23.5.2 Logging Mechanism

During normal operation, the Logging Mechanism records the state and actions of a member of an object group in a log, as shown in Figure 23-12 on page 23-83. The state and actions correspond to messages sent and received by the member of the object group. Conceptually, the Fault Tolerance Infrastructure maintains a distinct log for each object group, although it may record the logs for many object groups within the same physical log. The log may be distributed, in which case it is maintained in local volatile storage at each member of the object group that is the destination of the message. The distributed logging strategy typically employs a reliable totally-ordered multicast protocol to deliver the messages to all of the members of the object group. Alternatively, particularly for passively replicated object groups, the log may be written to shared stable storage by the primary member of the object group that is the source of the message. To be sound, the shared logging strategy requires that each message is forced to the log on stable storage before it is transmitted, which may have an adverse effect on performance.

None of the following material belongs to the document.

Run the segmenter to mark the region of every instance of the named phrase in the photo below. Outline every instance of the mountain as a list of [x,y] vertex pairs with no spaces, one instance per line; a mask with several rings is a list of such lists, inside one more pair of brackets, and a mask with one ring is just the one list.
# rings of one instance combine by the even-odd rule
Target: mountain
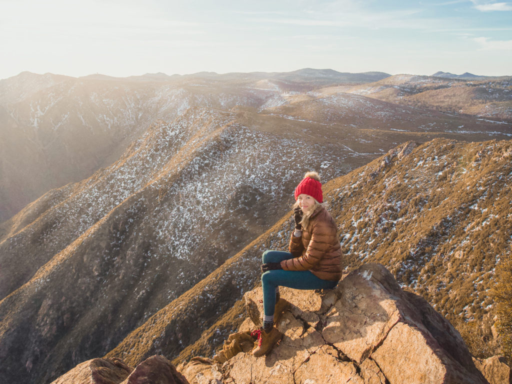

The format of the log is not specified in this specification. Typically, the information recorded in the log consists of request and reply messages, and states and updates in the form of get_state() and get_update() request and reply messages, as shown in Figure 23-12 on page 23-83. The log must preserve the order in which messages were received by the members of the object group, so that they can be replayed in the correct order during recovery. States and updates must be positioned logically in the message sequence at the point at which they were requested by the get_state() or get_update() request message, even though the state or update may be contained in a reply message that is sent at a later time. A complete state consists of the get_state() request message and the reply to that request. A complete update is defined similarly.

To conserve memory, the Logging Mechanism must prune the log of records that the Recovery Mechanism will not subsequently require for recovery. Thus, if the log contains a complete state, the Logging Mechanism can discard all log records prior to the get_state() request message for that state. Similarly, if a log contains a complete update, the Logging Mechanism can discard all request and reply messages, other than those associated with the logging of a state or update, that precedes the get_update() request message for that update. If, however, a request contains an FT_REQUEST service context, which defines an expiration time for the request, the request and its matching reply must be retained until that expiration time.